I want to extract text from a pdf file using smalot/pdfparser,but i've got empty result on some file. the pdf file without password and open normally using chrome. I've tried another pdf file working fine.
this is my code
$parser = new \Smalot\PdfParser\Parser(); // Parse pdf file using Parser library
$pdf = $parser->parseFile($file);
$metaData = $pdf->getDetails();
print_r($metaData);
$pages = $pdf->getPages();
foreach ($pages as $page) {
$text = $page->getText();
echo "<div>".$text."</div>";
}
echo $file;
the result just
Array
Array
(
[Producer] => cairo 1.17.4 (https://cairographics.org
[Pages] => 1
)
<div></div>D:\web\D\public\pdf_po/123.pdf
can anyone explain my problem? this is my pdf file : www.mediafire.com/file/azb7yddqo2ry55j/123.pdf/file
PDFtoText
Should give you the best results since there are no table divisions in a PDF text:
So when that text layout is reversed into Word.txt or as suitable for any other Text Processor you can simply draw the tables or divisions around the text.

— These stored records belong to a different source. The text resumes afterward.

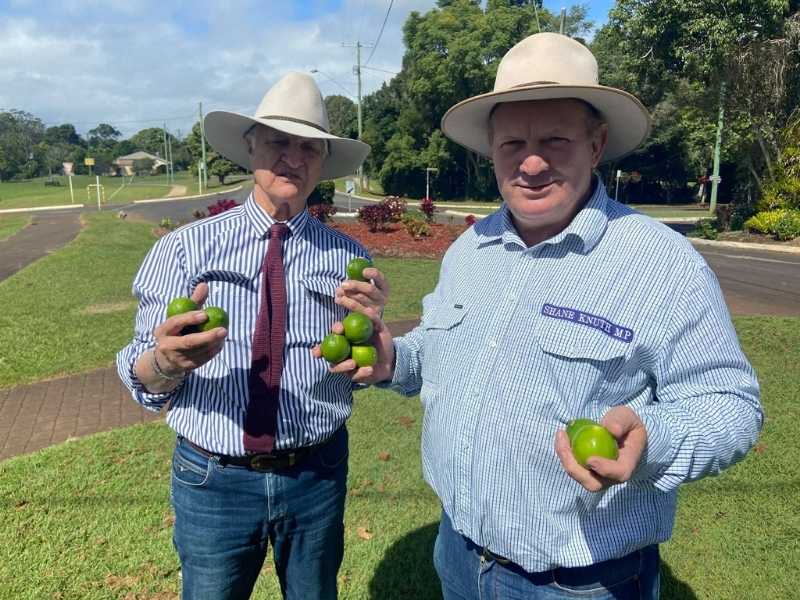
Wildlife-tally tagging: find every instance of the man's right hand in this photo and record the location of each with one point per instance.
(178, 353)
(382, 370)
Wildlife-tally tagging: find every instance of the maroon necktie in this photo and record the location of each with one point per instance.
(261, 421)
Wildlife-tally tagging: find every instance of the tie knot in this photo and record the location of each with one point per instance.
(279, 231)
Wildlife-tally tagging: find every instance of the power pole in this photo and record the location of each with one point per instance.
(715, 178)
(357, 71)
(203, 166)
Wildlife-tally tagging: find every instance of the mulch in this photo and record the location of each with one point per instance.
(394, 240)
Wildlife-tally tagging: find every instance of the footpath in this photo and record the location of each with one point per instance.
(52, 411)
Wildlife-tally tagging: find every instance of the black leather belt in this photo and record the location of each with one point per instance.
(263, 462)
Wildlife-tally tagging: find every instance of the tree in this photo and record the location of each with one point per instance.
(343, 116)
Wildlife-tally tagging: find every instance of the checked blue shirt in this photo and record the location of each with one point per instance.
(515, 342)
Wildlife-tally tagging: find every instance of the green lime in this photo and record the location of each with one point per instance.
(217, 317)
(357, 328)
(180, 305)
(365, 356)
(335, 348)
(576, 425)
(355, 268)
(594, 440)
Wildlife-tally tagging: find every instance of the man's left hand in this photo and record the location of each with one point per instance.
(368, 296)
(628, 429)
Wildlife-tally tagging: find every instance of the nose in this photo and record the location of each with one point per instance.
(534, 163)
(293, 155)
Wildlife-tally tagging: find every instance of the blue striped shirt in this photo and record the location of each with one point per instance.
(617, 309)
(226, 251)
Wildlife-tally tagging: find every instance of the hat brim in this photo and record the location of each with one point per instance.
(467, 123)
(225, 133)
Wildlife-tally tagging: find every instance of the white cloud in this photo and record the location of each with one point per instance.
(86, 62)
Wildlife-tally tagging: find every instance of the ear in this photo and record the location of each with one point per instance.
(599, 141)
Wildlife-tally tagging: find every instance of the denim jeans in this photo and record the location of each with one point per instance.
(466, 575)
(227, 516)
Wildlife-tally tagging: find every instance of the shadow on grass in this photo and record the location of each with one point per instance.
(406, 570)
(672, 588)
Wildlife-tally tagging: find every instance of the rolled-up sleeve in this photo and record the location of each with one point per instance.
(707, 413)
(161, 277)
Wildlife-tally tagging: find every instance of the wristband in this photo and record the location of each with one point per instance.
(157, 370)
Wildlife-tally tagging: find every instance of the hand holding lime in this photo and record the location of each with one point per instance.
(355, 268)
(593, 440)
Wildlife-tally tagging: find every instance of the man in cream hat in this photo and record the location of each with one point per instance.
(569, 305)
(261, 453)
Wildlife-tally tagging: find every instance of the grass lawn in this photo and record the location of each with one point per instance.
(81, 297)
(33, 193)
(11, 224)
(90, 519)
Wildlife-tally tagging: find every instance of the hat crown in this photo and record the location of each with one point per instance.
(546, 58)
(295, 97)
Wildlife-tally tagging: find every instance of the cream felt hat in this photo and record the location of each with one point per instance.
(294, 105)
(547, 66)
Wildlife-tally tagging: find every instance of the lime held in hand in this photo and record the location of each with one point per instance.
(357, 327)
(217, 317)
(335, 348)
(593, 440)
(355, 268)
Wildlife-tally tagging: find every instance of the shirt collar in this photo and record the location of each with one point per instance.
(589, 224)
(260, 221)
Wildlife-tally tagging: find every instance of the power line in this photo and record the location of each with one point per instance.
(380, 33)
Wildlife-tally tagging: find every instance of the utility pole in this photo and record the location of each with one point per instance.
(715, 178)
(357, 71)
(203, 165)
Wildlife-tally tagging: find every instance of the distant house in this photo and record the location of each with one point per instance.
(125, 163)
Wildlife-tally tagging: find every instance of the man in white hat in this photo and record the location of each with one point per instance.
(561, 305)
(261, 453)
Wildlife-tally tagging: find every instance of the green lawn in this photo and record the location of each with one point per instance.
(90, 519)
(11, 224)
(83, 292)
(33, 193)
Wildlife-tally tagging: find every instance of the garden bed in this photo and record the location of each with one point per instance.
(394, 240)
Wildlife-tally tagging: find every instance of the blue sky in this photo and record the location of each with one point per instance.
(141, 63)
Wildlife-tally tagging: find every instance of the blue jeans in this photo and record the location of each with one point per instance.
(466, 574)
(227, 516)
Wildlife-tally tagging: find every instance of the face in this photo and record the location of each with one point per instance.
(544, 153)
(286, 168)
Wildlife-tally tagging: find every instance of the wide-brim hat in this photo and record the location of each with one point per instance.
(294, 105)
(548, 66)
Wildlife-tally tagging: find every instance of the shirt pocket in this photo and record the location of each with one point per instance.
(444, 342)
(581, 366)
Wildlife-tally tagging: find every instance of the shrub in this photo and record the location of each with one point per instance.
(416, 224)
(706, 229)
(322, 212)
(429, 208)
(221, 206)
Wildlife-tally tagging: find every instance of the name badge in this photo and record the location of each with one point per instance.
(623, 334)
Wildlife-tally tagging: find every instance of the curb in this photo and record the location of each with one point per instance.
(38, 208)
(745, 245)
(171, 198)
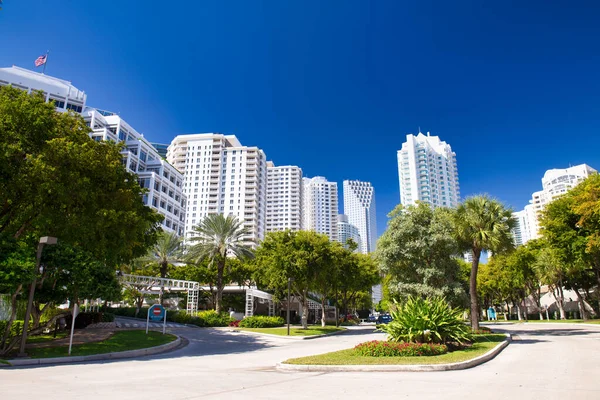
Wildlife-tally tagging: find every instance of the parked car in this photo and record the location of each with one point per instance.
(384, 319)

The alternative is import into Excel or any other "Spreadsheet" program.
Then it's easier to cut and paste real tabular data, or use it any other way. The primary trick is ensuring you extract exactly the gridlike way it is stored in a PDF and the closest to that is reprinting the text file via PDFtoText (there are many versions so find one that suits your needs).